PARIGI — Professor Kepel, uno dei maggiori esperti mondiali di Medio Oriente, ha recentemente pubblicato in Francia il libro ‘Olocausti’ su Israele, Gaza e ‘la guerra contro l’Occidente’. Insegnante per oltre trent’anni a Sciences Po, Kepel riflette su cosa stia accadendo alla scuola delle élite, non solo francesi.
L’origine del declino
Secondo Kepel, la crisi di Sciences Po è il risultato di un lento declino iniziato molti anni fa. ‘È il crollo di un’istituzione fondamentale, che ha capitolato di fronte all’ideologia woke e ha rinunciato alla trasmissione del sapere’, afferma il politologo. Il cambiamento prese avvio durante la direzione di Richard Descoings, il quale decise di aprire l’istituto a studenti provenienti dalle periferie, un’idea che Kepel inizialmente accolse con favore.
‘Democratizzare l’accesso era giusto, ma non si è fatta abbastanza attenzione a mantenere alto il livello degli studenti e della direzione,’ continua Kepel. Dopo la morte di Descoings, la direzione passò a due alti funzionari venuti dall’Ena, trascurando la missione accademica.
Un problema globale
Le problematiche di Sciences Po riflettono un fenomeno più ampio, collegato anche alle proteste nei campus americani. ‘Sciences Po è in preda alla propaganda della France Insoumise di Jean-Luc Mélenchon, che vede nel 7 ottobre una re-definizione degli equilibri globali,’ sostiene Kepel.

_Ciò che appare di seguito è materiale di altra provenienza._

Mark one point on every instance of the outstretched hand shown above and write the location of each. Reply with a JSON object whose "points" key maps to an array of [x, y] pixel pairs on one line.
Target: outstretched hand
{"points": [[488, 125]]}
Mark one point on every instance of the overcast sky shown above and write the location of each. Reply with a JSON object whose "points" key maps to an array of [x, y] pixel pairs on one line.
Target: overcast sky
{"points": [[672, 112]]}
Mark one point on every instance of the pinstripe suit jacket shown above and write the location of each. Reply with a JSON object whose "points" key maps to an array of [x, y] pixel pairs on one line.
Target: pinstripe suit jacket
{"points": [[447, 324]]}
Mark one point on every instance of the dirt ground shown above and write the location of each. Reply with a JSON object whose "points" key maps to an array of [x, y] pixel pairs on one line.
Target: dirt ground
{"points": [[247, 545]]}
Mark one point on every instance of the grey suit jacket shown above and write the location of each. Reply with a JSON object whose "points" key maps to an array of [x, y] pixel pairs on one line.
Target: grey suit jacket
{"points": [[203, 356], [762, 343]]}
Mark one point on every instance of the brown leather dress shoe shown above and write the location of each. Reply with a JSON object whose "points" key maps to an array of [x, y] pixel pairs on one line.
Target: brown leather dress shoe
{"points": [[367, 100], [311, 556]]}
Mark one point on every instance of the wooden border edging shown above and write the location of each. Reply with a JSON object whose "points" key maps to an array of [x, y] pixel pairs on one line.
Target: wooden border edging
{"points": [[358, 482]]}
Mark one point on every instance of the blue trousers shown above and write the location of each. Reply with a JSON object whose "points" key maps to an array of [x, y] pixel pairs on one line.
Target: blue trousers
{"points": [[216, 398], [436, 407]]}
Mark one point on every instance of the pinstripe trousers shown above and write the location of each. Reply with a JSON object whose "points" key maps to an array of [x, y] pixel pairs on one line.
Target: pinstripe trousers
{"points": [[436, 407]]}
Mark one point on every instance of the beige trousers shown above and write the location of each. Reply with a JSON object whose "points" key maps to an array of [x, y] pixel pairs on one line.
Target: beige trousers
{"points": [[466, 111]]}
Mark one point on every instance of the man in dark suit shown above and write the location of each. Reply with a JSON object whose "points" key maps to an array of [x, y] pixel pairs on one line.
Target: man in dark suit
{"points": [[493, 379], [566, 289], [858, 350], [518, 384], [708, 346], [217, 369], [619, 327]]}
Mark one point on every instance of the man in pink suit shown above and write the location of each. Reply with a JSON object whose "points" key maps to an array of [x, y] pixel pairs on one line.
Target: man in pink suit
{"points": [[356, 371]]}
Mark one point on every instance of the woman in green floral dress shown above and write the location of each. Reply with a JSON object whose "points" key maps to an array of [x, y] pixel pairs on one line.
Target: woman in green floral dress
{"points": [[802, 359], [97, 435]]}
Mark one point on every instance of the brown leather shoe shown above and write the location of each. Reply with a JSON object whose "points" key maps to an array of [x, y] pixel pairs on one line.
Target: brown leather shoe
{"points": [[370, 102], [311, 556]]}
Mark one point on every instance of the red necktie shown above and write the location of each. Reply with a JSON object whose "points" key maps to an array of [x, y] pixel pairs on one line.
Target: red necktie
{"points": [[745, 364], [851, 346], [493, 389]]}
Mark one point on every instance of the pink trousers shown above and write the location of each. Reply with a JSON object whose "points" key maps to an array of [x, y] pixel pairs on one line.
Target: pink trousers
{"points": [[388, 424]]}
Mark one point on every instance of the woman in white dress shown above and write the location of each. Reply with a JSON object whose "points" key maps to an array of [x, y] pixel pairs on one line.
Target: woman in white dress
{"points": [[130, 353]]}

Kepel sottolinea come, a differenza della reazione unitaria dell’Occidente dopo l’11 settembre 2001, gli eventi del 7 ottobre hanno diviso l’opinione pubblica. ‘Dopo le atrocità del 7 ottobre, una parte dell’Occidente si schiera con i carnefici e non con le vittime,’ dichiara il professore, evidenziando un profondo cambiamento nell’atteggiamento occidentale.
Il ruolo delle proteste
I manifestanti pro-Palestina lamentano che la loro protesta viene criminalizzata. ‘Certamente è lecito denunciare le migliaia di civili palestinesi uccisi,’ ammette Kepel. Tuttavia, aggiunge, ‘quando vengono totalmente dimenticati il massacro del 7 ottobre e il fatto che ci sono ancora oltre 100 ostaggi nelle mani di Hamas, allora la protesta diventa meno basata sui fatti e più sull’ideologia.’
Di recente, davanti a Sciences Po, si sono affrontati manifestanti pro-Israele e pro-Palestina. ‘L’anfiteatro Boutmy, dove ho tenuto tante lezioni, è stato ribattezzato anfiteatro Gaza: è il contrario di quello che dovrebbe accadere in un’istituzione universitaria,’ commenta Kepel, evidenziando la polarizzazione crescente nei campus.
Il jihadismo d’atmosfera
Kepel introduce il concetto di ‘jihadismo d’atmosfera’ per descrivere il clima attuale. ‘Non ci sono violenze, almeno per il momento, per fortuna. Ma questo clima, alimentato per anni dai Fratelli musulmani, ha favorito le uccisioni dei professori Samuel Paty e Dominique Bernard,’ spiega. Il politologo teme che qualcuno possa sfruttare questa situazione, come accadde nel 1972 a Monaco.
Il dibattito sulla gestione delle università e la loro apertura alle diverse provenienze sociali rimane acceso. Kepel invita a riflettere su come bilanciare l’inclusività con l’eccellenza accademica, senza sacrificare la qualità dell’istruzione.